Come si diventa Rizzi-gol?
«Con la passione, perché senza non si va avanti, dimenticando i soldi. Oggi invece molti pensano ai soldi e non alla passione. E con una famiglia alle spalle: diventi bello anche se sei brutto, ricco e famoso, fai presto a perdere la testa. Quindi: passione, sacrificio e fatica».
E oggi gioca Rizzitelli?
«Gioco per beneficenza. La Nazionale Club Italia va in giro per il mondo: ci divertiamo e oltre a far del bene agli altri ci facciamo del bene da soli, ogni volta che ci ritroviamo».
Il gol con la Roma che più ricorda?
«Campionato 90-91, l'apoteosi: il gol nel derby al 90' sotto la curva sud. È una di quelle cose che fa dire ai tifosi: domani possiamo andare a lavorare tranquilli».
Cosa serve per fare squadra e per fare una squadra?
«Per fare la squadra servono i giocatori, altrimenti il tecnico, per quanto bravo, non vince mai. E ai giocatori servono qualità e attributi: c'è chi ha paura di giocare partite importanti. Si vince in un ambiente coordinato. Quando capisci che in alto c'è gente che ti aiuta nei momenti difficili e viceversa, il gruppo viene fuori. Se sei allo sbando, i punti persi non li recuperi più».
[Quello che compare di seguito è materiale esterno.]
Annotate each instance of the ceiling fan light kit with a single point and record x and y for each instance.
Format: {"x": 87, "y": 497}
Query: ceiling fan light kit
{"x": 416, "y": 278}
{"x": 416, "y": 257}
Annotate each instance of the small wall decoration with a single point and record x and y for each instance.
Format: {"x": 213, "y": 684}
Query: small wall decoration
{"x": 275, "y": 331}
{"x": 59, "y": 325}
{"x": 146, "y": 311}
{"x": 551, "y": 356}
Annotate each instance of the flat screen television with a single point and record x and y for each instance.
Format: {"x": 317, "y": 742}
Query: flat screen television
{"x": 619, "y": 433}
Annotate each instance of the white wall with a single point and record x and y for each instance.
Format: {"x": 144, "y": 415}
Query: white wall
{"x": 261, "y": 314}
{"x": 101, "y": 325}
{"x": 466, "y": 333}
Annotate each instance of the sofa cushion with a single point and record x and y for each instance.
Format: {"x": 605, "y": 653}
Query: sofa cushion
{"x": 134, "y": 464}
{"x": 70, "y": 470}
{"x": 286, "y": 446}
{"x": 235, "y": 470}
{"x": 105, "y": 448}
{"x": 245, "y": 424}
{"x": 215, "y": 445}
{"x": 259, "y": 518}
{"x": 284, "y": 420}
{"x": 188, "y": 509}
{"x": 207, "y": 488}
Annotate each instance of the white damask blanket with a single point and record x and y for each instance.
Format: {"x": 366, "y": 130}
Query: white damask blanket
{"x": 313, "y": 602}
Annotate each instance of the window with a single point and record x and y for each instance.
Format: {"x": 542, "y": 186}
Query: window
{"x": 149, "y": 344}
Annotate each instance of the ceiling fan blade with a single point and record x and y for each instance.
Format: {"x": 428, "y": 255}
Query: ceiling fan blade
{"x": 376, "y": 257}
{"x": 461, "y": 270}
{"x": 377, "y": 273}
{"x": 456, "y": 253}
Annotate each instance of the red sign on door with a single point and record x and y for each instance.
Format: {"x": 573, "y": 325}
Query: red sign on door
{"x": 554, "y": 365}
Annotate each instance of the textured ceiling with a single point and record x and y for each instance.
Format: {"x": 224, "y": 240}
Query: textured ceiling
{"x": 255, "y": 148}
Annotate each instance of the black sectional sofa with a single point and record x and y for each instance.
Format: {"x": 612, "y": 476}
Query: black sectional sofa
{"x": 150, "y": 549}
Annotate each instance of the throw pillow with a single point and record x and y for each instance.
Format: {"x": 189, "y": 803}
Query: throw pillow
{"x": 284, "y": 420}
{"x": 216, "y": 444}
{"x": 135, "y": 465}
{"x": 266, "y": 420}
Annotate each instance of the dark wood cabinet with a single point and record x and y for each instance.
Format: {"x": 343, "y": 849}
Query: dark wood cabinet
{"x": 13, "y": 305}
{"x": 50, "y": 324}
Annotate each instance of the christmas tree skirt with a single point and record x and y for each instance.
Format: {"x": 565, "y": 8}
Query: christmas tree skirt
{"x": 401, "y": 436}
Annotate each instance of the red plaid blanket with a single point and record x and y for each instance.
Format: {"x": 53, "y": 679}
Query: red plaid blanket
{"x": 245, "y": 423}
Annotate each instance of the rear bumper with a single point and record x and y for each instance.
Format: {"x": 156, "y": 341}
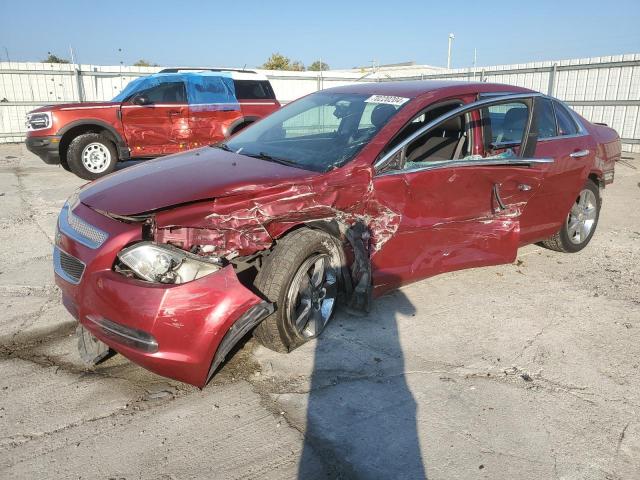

E alla Roma, partita bene in Campionato, cos'è successo in Champions?
«Mi ero illuso. La prima mezzora con il Porto ho visto una grande squadra. Impressionante. E comunque era uscita con un punto ad Oporto, contro una squadra abituata alle Coppe e con un'espulsione. Poi sono arrivati i quattro gol all'Udinese e sembrava davvero che tutte le cose fossero al posto giusto. La condizione, la testa. Al ritorno il gol del Porto ha tagliato le gambe ma era all'inizio, c'era tutto il tempo per riportare a casa la partita. Poi l'espulsione sciagurata di Daniele e la seconda espulsione. Si è provato a fare qualcosa, ma in nove prima o poi il gol lo prendi. Sono quelle partite che nascono male e finiscono peggio».